I'm not going to name them, although it's easy enough to do the online search. If it hasn't happened already I don't want to do anything that would enable tabloid journalists to name a given area and stigmatise it. But it's generally known that authorities spanning the Pennines are badly affected so I've looked at three of them: Blackburn with Darwen, Kirklees, and Oldham, with rates of 720.8, 559.6 and 776.9 respectively. 

Combining the figures for the three districts we get the following charts.

And we see that, as in Lewisham, the proportions of the different age groups remain pretty constant, even when the raw numbers are rising rapidly. There's no apparent university effect here, and I think there are no major universities in the three areas; not major enough, at any rate, to skew the figures.

Let's look at Exeter again. With November about a third of the way through, this is how it's looking. The peak in student-age number seems to have passed and new cases are generally declining.

Finally, it looks as if the south-east is flaring up in places.
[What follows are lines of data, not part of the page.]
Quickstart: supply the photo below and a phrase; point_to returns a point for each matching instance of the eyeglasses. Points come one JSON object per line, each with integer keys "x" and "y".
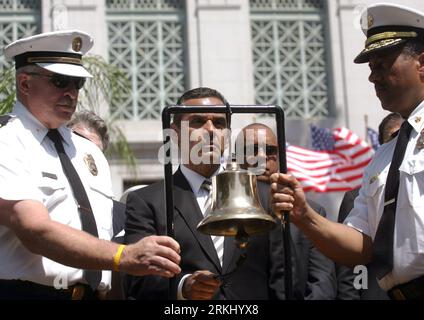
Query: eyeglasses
{"x": 269, "y": 150}
{"x": 61, "y": 81}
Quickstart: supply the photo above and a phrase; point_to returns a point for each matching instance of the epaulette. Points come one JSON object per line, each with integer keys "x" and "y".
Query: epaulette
{"x": 4, "y": 119}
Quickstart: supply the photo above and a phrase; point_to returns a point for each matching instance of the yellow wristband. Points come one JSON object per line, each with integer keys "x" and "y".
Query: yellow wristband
{"x": 117, "y": 257}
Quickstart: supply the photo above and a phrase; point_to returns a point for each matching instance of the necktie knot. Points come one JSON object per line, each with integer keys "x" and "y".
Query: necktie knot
{"x": 382, "y": 260}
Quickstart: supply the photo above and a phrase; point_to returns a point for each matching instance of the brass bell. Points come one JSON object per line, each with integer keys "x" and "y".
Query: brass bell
{"x": 236, "y": 210}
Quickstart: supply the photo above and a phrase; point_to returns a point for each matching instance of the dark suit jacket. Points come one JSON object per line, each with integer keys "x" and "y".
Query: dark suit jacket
{"x": 260, "y": 276}
{"x": 345, "y": 275}
{"x": 313, "y": 274}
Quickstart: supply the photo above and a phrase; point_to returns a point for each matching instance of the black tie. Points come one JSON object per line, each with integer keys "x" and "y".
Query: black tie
{"x": 382, "y": 260}
{"x": 88, "y": 222}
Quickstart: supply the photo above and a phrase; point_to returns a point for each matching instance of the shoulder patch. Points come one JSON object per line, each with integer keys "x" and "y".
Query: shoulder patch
{"x": 4, "y": 119}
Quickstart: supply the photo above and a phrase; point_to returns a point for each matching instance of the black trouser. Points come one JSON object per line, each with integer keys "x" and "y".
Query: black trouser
{"x": 26, "y": 290}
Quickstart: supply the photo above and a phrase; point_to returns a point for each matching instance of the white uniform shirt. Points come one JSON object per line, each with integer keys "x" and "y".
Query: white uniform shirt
{"x": 30, "y": 169}
{"x": 408, "y": 261}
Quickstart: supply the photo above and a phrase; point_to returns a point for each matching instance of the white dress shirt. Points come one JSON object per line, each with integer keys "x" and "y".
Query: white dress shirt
{"x": 30, "y": 169}
{"x": 408, "y": 249}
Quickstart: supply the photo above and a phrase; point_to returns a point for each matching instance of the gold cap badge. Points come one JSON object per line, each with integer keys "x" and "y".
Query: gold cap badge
{"x": 420, "y": 141}
{"x": 77, "y": 44}
{"x": 91, "y": 164}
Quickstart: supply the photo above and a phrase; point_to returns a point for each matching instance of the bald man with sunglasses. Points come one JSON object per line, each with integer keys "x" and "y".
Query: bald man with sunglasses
{"x": 314, "y": 274}
{"x": 55, "y": 186}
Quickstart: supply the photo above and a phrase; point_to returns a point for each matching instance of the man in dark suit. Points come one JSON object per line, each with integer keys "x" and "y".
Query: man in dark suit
{"x": 313, "y": 273}
{"x": 259, "y": 277}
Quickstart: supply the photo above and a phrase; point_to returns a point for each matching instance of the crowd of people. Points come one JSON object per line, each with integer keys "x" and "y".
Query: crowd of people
{"x": 64, "y": 237}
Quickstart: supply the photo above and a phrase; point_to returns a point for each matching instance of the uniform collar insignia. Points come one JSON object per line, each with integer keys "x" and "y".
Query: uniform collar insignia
{"x": 91, "y": 164}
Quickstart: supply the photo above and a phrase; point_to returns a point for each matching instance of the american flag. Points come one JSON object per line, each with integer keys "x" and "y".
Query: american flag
{"x": 373, "y": 138}
{"x": 333, "y": 170}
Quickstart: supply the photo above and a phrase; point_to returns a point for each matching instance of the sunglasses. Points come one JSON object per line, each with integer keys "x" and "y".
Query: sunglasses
{"x": 61, "y": 81}
{"x": 269, "y": 150}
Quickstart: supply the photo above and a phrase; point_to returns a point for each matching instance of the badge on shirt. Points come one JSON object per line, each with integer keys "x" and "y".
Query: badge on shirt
{"x": 91, "y": 164}
{"x": 420, "y": 141}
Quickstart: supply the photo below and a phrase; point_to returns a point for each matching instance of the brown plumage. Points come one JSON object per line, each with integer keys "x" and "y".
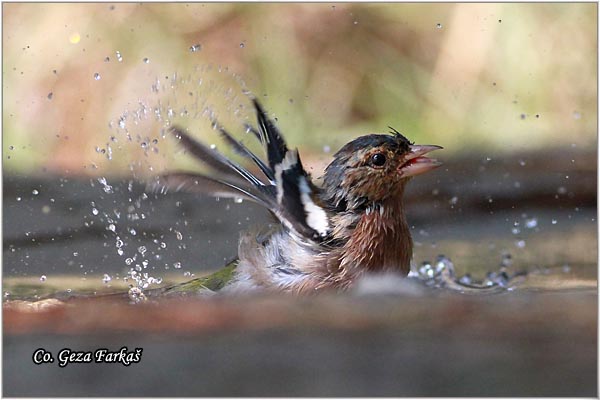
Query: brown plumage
{"x": 329, "y": 236}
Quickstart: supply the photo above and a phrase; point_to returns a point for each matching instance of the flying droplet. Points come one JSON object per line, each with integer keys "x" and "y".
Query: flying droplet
{"x": 74, "y": 38}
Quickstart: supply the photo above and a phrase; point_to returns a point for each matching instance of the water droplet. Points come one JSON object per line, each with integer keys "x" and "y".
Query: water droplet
{"x": 74, "y": 38}
{"x": 465, "y": 279}
{"x": 531, "y": 223}
{"x": 136, "y": 295}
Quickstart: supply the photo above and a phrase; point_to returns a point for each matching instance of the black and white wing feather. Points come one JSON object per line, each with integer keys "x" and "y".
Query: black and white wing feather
{"x": 289, "y": 194}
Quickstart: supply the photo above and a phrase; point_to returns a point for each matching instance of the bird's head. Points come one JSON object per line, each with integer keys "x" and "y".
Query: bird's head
{"x": 373, "y": 168}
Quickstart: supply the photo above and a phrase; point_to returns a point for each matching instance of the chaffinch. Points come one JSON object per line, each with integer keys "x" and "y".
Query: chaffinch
{"x": 328, "y": 236}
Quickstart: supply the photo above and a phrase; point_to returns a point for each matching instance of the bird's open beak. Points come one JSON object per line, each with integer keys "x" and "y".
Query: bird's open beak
{"x": 416, "y": 163}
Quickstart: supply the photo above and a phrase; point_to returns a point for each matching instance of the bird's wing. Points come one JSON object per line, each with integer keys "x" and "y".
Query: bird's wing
{"x": 290, "y": 195}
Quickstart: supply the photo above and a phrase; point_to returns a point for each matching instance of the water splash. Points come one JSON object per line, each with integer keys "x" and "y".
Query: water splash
{"x": 442, "y": 274}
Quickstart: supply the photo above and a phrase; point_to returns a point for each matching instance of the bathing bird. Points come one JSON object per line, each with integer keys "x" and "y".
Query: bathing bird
{"x": 325, "y": 236}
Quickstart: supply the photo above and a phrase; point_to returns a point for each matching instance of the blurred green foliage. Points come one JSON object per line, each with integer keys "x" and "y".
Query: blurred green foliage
{"x": 471, "y": 77}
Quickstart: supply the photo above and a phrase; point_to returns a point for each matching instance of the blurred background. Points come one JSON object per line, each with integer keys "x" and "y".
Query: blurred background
{"x": 509, "y": 90}
{"x": 85, "y": 80}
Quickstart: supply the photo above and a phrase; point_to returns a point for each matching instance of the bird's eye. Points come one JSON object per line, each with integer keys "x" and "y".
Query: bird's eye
{"x": 378, "y": 160}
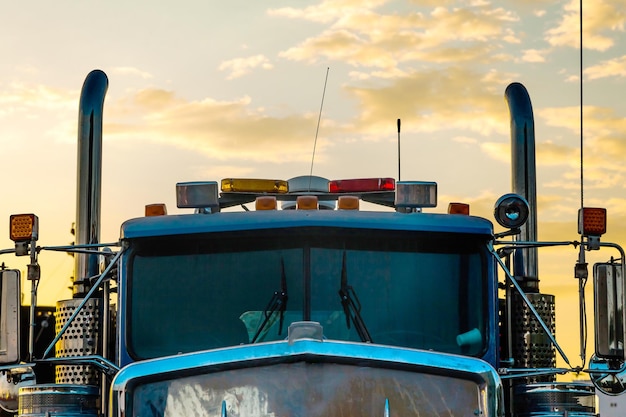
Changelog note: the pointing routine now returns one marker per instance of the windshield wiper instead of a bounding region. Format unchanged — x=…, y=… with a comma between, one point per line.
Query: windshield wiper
x=278, y=302
x=351, y=305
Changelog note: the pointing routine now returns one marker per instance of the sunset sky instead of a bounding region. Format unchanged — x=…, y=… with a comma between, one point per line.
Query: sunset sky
x=204, y=90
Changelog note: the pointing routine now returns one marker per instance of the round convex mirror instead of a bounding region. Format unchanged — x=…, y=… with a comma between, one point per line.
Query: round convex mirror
x=608, y=376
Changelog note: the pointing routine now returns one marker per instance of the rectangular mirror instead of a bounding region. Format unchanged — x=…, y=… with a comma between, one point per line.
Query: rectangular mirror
x=609, y=310
x=10, y=299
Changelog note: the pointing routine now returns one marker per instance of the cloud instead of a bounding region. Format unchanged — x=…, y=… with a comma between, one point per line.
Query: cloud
x=18, y=97
x=131, y=71
x=365, y=38
x=602, y=18
x=239, y=67
x=224, y=130
x=429, y=101
x=615, y=67
x=534, y=55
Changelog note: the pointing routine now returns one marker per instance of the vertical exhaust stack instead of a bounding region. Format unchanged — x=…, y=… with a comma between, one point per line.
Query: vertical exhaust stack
x=89, y=175
x=524, y=178
x=531, y=347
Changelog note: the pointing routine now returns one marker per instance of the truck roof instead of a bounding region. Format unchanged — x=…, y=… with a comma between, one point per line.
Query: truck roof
x=258, y=220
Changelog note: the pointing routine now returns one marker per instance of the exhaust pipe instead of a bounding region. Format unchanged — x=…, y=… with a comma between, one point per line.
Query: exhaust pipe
x=89, y=175
x=524, y=177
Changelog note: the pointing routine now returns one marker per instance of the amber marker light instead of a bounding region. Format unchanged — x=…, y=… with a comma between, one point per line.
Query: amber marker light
x=307, y=202
x=158, y=209
x=23, y=227
x=592, y=221
x=362, y=185
x=249, y=185
x=458, y=208
x=348, y=202
x=265, y=202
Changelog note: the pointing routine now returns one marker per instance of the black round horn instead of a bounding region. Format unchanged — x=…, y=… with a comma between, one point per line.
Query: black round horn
x=511, y=211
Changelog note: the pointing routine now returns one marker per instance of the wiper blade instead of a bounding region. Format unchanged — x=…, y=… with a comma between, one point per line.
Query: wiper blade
x=278, y=302
x=352, y=305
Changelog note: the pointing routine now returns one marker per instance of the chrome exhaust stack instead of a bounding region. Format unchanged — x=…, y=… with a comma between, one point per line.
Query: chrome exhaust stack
x=524, y=178
x=89, y=176
x=530, y=347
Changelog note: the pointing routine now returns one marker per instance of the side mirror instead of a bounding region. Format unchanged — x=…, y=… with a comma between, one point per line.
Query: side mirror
x=10, y=299
x=608, y=284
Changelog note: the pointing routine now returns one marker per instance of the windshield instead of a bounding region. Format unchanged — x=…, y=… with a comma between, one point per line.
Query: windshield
x=418, y=290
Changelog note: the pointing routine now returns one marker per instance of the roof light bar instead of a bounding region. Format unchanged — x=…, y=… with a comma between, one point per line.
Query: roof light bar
x=416, y=194
x=348, y=202
x=458, y=208
x=158, y=209
x=592, y=221
x=307, y=202
x=198, y=194
x=23, y=227
x=361, y=185
x=251, y=185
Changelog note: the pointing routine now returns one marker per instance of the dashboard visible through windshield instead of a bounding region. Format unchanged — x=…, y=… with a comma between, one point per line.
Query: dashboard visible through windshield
x=411, y=289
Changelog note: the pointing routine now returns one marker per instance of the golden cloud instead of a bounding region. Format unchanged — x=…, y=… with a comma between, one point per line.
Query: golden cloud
x=615, y=67
x=364, y=38
x=225, y=130
x=601, y=19
x=239, y=67
x=454, y=98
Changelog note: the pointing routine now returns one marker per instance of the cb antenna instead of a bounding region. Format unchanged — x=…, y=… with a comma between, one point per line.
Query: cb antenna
x=398, y=149
x=319, y=118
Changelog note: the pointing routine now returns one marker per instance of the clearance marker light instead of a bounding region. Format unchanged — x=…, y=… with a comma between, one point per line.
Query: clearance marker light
x=249, y=185
x=362, y=185
x=307, y=202
x=199, y=194
x=158, y=209
x=23, y=227
x=592, y=221
x=266, y=202
x=416, y=194
x=458, y=208
x=348, y=202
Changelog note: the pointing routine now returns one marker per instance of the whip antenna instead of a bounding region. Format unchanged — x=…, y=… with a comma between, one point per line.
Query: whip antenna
x=319, y=118
x=398, y=149
x=581, y=266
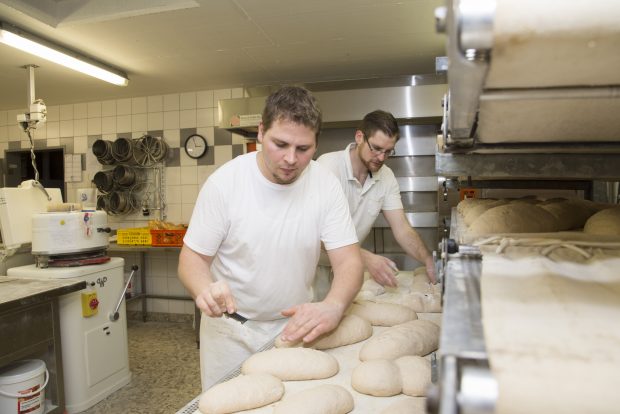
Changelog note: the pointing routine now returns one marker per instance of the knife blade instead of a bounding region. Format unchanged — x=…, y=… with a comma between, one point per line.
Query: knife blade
x=236, y=317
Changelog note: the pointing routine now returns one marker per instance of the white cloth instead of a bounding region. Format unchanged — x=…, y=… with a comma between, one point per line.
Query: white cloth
x=225, y=344
x=265, y=236
x=380, y=191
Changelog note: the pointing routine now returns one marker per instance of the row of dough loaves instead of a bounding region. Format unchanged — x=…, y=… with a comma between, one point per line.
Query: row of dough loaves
x=393, y=357
x=526, y=215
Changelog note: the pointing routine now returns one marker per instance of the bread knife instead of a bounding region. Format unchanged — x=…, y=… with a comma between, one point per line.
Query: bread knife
x=236, y=317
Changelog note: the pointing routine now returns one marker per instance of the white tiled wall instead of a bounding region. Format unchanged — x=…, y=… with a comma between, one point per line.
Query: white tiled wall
x=77, y=126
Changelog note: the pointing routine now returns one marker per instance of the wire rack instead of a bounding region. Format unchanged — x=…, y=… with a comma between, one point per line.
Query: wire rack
x=192, y=406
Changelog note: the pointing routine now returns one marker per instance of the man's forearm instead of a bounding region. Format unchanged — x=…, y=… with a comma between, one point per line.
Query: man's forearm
x=348, y=275
x=193, y=271
x=413, y=245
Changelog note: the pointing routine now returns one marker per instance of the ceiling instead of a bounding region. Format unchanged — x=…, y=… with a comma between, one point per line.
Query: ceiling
x=171, y=46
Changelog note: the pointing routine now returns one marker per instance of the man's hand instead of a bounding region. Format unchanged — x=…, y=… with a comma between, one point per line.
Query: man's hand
x=216, y=299
x=381, y=269
x=310, y=320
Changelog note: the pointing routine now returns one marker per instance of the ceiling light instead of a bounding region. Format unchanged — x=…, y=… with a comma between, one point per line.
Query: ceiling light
x=17, y=38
Here are the charts for Thanet.  

Obviously not a university-dominated area, but what's alarming is that the confirmed cases in November already outnumber those in October. You could argue that Thanet is now in a worse position than the Pennines districts.

What all this illustrates, I suppose, is different areas have different experiences, which shouldn't be surprising. Should different areas have different controls? Maybe, but a national lockdown is easy to understand, and seems more equitable and so may have better compliance. It's not an easy question.